The insights from this study raise some points worth consideration. I do not doubt mindfulness apps can serve a useful purpose, but I feel their use needs to be a limited as you get more experienced for it to remain effective. Through your progression with apps the 100% guidance through the meditation will start to diminish, while the time in meditation will gradually increase. This is when the problem of sustainability starts to come into question. Relying on what you think is right allows the wandering mind to start to regain control and sabotage your efforts. If someone really wants to keep improving and gain all the benefits meditation can offer they need to strongly consider joining a group and, more importantly, invest in finding a teacher. These are the two main ways the practice will thrive and grow. Each of us travels and learns in differing ways; therefore at some point we will need help and support to guide us.
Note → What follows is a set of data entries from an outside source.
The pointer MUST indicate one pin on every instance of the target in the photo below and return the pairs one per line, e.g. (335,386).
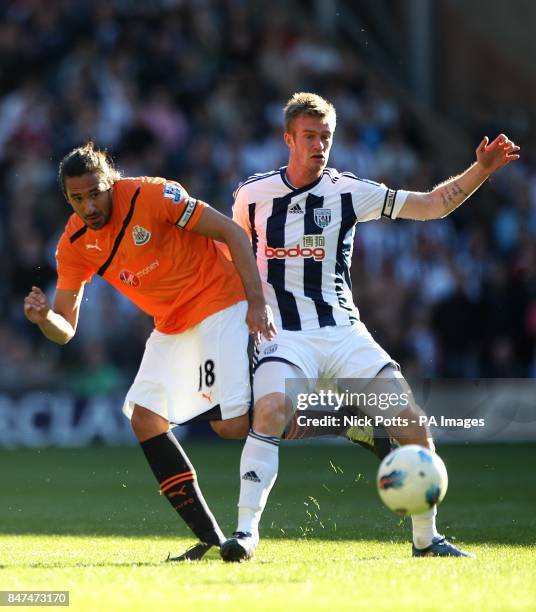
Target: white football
(411,480)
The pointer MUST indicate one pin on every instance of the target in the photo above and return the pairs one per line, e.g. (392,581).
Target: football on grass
(411,480)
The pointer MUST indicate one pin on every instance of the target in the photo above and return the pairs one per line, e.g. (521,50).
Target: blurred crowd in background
(194,91)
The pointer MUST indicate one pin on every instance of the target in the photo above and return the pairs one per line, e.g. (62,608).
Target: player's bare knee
(147,424)
(271,414)
(232,429)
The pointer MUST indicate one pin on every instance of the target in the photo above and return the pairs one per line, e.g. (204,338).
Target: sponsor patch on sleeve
(389,203)
(173,192)
(187,214)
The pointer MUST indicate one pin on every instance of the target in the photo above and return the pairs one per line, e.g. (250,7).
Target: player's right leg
(260,456)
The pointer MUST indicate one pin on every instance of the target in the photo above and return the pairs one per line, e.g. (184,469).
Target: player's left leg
(368,370)
(175,474)
(427,541)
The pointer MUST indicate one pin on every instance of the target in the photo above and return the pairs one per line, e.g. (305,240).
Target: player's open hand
(36,306)
(496,154)
(260,321)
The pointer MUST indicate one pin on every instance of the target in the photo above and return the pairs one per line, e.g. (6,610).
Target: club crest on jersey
(129,278)
(173,192)
(140,235)
(322,217)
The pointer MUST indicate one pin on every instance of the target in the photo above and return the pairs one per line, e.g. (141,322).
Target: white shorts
(184,375)
(328,352)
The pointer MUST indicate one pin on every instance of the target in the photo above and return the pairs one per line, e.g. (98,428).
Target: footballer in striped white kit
(301,221)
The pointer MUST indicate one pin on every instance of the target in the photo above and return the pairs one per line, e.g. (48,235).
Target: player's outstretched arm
(213,224)
(58,324)
(447,196)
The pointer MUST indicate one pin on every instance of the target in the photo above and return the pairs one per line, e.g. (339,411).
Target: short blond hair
(304,103)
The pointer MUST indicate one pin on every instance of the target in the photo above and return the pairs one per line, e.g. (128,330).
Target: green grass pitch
(90,521)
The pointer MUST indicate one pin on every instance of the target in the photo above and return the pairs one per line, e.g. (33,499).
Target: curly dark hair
(87,160)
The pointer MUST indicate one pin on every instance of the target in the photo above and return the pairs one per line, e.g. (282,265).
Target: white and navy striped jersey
(303,241)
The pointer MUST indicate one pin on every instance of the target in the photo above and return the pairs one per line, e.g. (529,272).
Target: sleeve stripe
(187,214)
(389,203)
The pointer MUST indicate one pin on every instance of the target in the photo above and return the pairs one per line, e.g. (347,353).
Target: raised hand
(496,154)
(36,306)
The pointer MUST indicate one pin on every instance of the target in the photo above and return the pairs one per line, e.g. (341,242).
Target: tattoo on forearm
(450,195)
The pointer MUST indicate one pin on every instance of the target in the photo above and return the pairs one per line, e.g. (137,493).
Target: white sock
(258,470)
(424,528)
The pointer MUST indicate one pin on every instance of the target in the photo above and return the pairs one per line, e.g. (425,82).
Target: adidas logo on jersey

My journey over the last 10 years is a good example of this. The reasons I choose to visit monasteries in differing countries over the years was to learn how to take my practice to new levels. At differing stages I started to struggle and recognize a lack of knowledge to keep me moving forward. What I learnt from the monks in Japan differed greatly from what I learnt from the monks I stayed with in Thailand or Vietnam.
I would not expect you to go to such extremes, but the general idea of discipline, commitment and accountability is the key. You cannot put your faith in apps that guide you 100% of the time. At some point that guidance needs to come from within and that’s where the problem starts for many. The wandering mind leads to frustration and that’s when many will struggle to stay the course.
The idea of mindfulness meditation every day is an intimidating prospect, therefore my suggestion would be a combination of apps, groups and teacher. It will provide greater options to accommodate your time restraints and schedule. Likewise, it will keep you motivated to maintain a regular practice. This will offer you the opportunity to develop and build the habit that will serve you well in combating this relentless competitive world we live in.